The result is a driving experience that we as a society are relatively happy with.

Putting on the Brakes

In comparison, when a consumer buys a computer, they rush home to unpack it, watch a quick introductory video on how to attach it to the Internet, install anti-virus and firewall software and then start surfing. No computer security information is taught and no sense of responsibility is imparted for how the computer is operated.

I want to make sure readers don't think I'm suggesting that we require a computer security version of drivers ed and a license to operate a computer nor that we need to pass new laws making users responsible for the actions taken by their compromised computers.

What I am advocating is that we start educating users about computer security. If they can learn important and complicated information regarding the safe operation of a car, they can surely learn material presented at the same level about computer security. I'm also advocating that we stop pretending that anti-virus and firewall software are going to protect consumers from all of the ills on the Internet.

People need to understand what level of real protection these tools are providing – and what risks they are still exposed to – so that they can become a constructive and active participant in improving computer security for everybody.

Of Guns and Malware

I came across this video the other day:

It's a really entertaining TED Talk about the world of computer security from the perspective of malware and presented by Mikko Hypponen of F-Secure. I encourage you to watch.

He closes with the following:

I've spent my life defending the Net, and I do feel that if we don't fight online crime, we are running a risk of losing it all. We have to do this globally, and we have to do it right now. What we need is more global, international law enforcement work to find online criminal gangs -- these organized gangs that are making millions out of their attacks. That's much more important than running anti-viruses or running firewalls. What actually matters is actually finding the people behind these attacks, and even more importantly, we have to find the people who are about to become part of this online world of crime, but haven't yet done it. We have to find the people with the skills, but without the opportunities and give them the opportunities to use their skills for good.

In other words, anti-virus and firewalls aren't the solution to our problem. Stopping the people who create and produce malware is.

At the same time, we have this sentiment that bubbled up in the news recently:

Is antivirus software a waste of money?

As it turns out, many of his security-minded peers don't use [antivirus software] either. The reason: If someone is going to try and attack them, they're likely to use a new technique, one that most antivirus products will miss. "If you asked the average security expert whether they use antivirus or not," Grossman says "a significant proportion of them do not."

That's a pretty clear indictment of the status quo.

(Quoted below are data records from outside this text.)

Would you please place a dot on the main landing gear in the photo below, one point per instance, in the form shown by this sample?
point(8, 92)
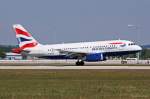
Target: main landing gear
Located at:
point(80, 63)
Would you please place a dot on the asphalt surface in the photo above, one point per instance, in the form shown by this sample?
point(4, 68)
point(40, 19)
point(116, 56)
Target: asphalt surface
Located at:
point(78, 67)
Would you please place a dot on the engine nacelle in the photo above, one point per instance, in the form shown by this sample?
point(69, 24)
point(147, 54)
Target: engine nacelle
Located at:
point(95, 57)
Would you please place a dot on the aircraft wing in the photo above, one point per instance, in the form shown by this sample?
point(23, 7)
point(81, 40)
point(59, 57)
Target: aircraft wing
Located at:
point(72, 54)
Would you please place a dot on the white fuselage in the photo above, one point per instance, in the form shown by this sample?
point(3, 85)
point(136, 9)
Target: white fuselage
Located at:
point(112, 46)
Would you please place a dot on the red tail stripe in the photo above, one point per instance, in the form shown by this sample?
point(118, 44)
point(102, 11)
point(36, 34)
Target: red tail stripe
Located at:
point(29, 45)
point(18, 31)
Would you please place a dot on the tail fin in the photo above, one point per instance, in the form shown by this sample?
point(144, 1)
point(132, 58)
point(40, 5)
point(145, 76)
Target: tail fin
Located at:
point(24, 38)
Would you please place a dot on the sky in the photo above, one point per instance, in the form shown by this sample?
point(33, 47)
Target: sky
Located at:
point(61, 21)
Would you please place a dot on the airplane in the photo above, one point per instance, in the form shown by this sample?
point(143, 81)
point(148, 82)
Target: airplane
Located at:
point(81, 51)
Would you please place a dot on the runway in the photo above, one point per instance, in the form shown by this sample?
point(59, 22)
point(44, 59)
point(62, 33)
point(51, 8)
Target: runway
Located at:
point(78, 67)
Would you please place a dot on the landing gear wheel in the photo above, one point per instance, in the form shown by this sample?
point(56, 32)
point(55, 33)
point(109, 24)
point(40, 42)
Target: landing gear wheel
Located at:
point(80, 63)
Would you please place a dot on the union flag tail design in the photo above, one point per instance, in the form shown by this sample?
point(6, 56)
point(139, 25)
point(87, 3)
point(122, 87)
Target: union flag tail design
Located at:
point(24, 38)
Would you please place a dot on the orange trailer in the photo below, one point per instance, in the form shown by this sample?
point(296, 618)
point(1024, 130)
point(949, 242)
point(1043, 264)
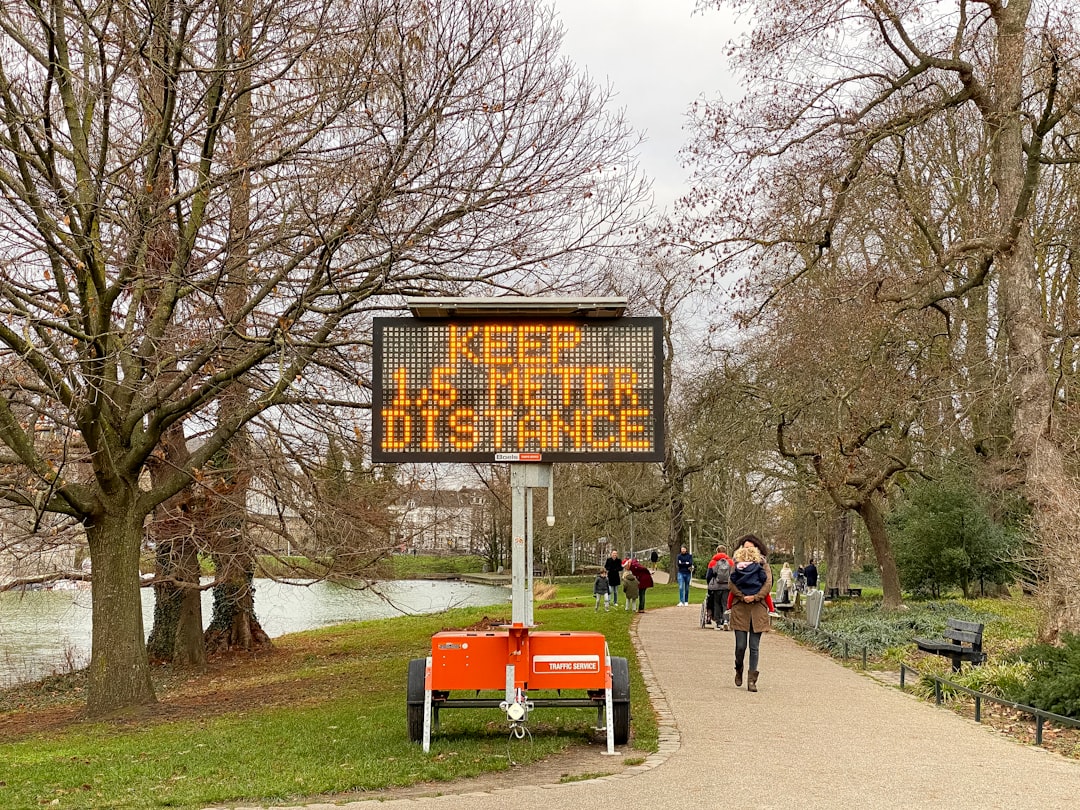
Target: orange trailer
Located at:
point(515, 662)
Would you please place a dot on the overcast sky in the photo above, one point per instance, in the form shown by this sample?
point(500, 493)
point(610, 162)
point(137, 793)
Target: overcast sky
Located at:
point(659, 56)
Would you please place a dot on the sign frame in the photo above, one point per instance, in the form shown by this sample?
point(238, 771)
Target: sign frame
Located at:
point(516, 454)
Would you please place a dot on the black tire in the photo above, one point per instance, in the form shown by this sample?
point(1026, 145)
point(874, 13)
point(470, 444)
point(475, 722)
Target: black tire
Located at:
point(620, 700)
point(414, 699)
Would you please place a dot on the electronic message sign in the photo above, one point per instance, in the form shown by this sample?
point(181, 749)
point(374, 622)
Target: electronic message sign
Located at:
point(530, 389)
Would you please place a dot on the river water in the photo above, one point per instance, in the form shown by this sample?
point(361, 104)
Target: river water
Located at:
point(44, 632)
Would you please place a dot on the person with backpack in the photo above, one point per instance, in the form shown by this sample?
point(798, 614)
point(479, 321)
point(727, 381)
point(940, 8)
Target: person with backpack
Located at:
point(684, 564)
point(717, 582)
point(631, 590)
point(644, 581)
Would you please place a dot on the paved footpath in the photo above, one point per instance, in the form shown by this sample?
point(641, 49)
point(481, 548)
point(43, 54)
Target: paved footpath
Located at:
point(814, 736)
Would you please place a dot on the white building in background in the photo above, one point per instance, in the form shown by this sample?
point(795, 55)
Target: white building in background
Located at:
point(443, 522)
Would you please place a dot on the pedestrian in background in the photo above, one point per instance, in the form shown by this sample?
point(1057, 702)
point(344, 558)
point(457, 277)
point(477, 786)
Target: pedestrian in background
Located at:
point(684, 569)
point(613, 567)
point(630, 589)
point(717, 579)
point(601, 591)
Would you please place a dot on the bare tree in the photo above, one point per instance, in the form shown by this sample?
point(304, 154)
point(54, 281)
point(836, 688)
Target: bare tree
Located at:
point(847, 111)
point(395, 147)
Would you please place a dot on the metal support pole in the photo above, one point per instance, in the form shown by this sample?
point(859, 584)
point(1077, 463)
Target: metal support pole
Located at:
point(523, 478)
point(518, 584)
point(427, 707)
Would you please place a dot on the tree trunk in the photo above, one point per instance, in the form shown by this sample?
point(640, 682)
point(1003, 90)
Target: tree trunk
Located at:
point(1039, 455)
point(177, 633)
point(119, 669)
point(871, 513)
point(838, 552)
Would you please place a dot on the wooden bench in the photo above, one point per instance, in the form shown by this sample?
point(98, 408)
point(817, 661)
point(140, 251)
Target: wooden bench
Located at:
point(961, 642)
point(834, 593)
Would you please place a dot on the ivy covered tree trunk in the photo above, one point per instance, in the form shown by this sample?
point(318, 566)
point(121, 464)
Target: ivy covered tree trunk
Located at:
point(233, 624)
point(177, 634)
point(119, 669)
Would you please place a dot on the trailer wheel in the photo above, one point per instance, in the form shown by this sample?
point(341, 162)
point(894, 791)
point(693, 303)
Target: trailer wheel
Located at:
point(414, 699)
point(620, 700)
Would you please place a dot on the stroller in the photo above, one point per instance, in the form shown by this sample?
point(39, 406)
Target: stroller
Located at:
point(723, 624)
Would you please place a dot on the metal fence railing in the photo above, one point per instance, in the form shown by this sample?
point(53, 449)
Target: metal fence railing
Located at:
point(1040, 716)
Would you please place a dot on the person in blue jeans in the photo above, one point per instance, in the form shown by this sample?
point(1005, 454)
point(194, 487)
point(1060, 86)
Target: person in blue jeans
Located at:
point(684, 565)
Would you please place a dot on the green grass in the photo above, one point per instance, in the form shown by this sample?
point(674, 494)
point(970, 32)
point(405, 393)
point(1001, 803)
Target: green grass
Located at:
point(887, 635)
point(340, 728)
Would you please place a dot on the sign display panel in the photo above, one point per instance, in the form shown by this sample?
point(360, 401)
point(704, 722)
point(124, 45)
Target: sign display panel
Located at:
point(531, 389)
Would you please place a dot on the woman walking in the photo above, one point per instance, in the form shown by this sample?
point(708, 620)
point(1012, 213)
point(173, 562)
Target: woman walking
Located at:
point(750, 615)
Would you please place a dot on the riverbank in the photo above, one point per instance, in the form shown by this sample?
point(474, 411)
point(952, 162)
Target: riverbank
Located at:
point(49, 632)
point(322, 714)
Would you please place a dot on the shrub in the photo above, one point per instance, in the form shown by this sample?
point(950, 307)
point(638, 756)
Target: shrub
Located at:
point(1055, 683)
point(945, 536)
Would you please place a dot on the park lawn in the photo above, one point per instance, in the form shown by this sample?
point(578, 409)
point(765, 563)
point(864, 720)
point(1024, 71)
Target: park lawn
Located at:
point(322, 714)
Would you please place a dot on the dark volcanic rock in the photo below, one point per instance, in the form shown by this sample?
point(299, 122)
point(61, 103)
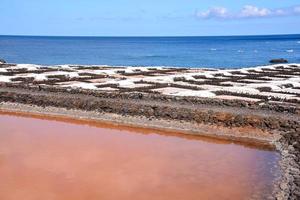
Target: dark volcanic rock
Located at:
point(279, 60)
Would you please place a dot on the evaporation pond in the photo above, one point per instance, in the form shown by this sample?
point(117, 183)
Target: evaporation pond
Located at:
point(51, 159)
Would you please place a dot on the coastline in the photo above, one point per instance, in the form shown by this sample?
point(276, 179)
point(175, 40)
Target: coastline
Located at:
point(240, 114)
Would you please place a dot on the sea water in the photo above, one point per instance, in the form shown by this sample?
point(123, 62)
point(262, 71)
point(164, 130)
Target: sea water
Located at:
point(228, 52)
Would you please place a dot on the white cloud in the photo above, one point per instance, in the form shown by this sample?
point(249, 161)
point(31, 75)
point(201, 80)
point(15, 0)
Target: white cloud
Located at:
point(216, 12)
point(252, 11)
point(248, 11)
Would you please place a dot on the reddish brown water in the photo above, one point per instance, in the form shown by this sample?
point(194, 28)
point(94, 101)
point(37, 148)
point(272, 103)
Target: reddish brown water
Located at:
point(54, 160)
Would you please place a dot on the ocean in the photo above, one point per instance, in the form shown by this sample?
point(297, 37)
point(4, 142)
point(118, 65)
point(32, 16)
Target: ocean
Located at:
point(218, 51)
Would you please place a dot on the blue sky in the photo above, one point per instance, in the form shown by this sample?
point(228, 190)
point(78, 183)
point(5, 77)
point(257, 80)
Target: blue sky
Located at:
point(149, 18)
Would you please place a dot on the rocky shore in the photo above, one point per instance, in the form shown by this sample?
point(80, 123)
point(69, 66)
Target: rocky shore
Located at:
point(267, 111)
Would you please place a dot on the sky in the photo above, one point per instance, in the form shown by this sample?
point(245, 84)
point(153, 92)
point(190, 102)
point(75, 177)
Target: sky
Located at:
point(149, 18)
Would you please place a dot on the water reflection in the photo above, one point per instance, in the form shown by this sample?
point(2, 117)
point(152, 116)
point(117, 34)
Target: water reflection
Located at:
point(47, 159)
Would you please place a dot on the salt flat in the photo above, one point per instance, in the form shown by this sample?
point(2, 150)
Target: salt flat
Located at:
point(279, 83)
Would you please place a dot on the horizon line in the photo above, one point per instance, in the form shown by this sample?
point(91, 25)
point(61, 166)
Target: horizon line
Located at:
point(16, 35)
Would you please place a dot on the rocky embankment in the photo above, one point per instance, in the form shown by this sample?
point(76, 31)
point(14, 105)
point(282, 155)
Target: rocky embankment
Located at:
point(144, 95)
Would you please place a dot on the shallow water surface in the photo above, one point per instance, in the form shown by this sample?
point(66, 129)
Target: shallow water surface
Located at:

What we are doing is not working.

Guns don't kill people, people kill people

What I believe is happening here is a growing realization of what I've talked about before. The current security situation is a never ending battle of measure and counter-measure with ever increasing casualties. What is needed is a dramatic change in the way we approach this battle.

Mikko points to one way to change this. Stop trying to stop the "guns" in this battle from being manufactured and distributed; instead go after the people who are using them to commit crimes.

However, the same Wired article from above goes on to cite another approach:

Patterson said his company, Patco, had “good AV” at the time of the attack, but nevertheless it missed the password-stealing Trojan. Now, two years later, he’s taken an inexpensive step that every small business should take to prevent his company from becoming victim to this type of fraud: He’s told his bank give him a call before it authorizes any big money transfers.

This to me is the real game changer. And I hope to make Trust Inn the catalyst for that change.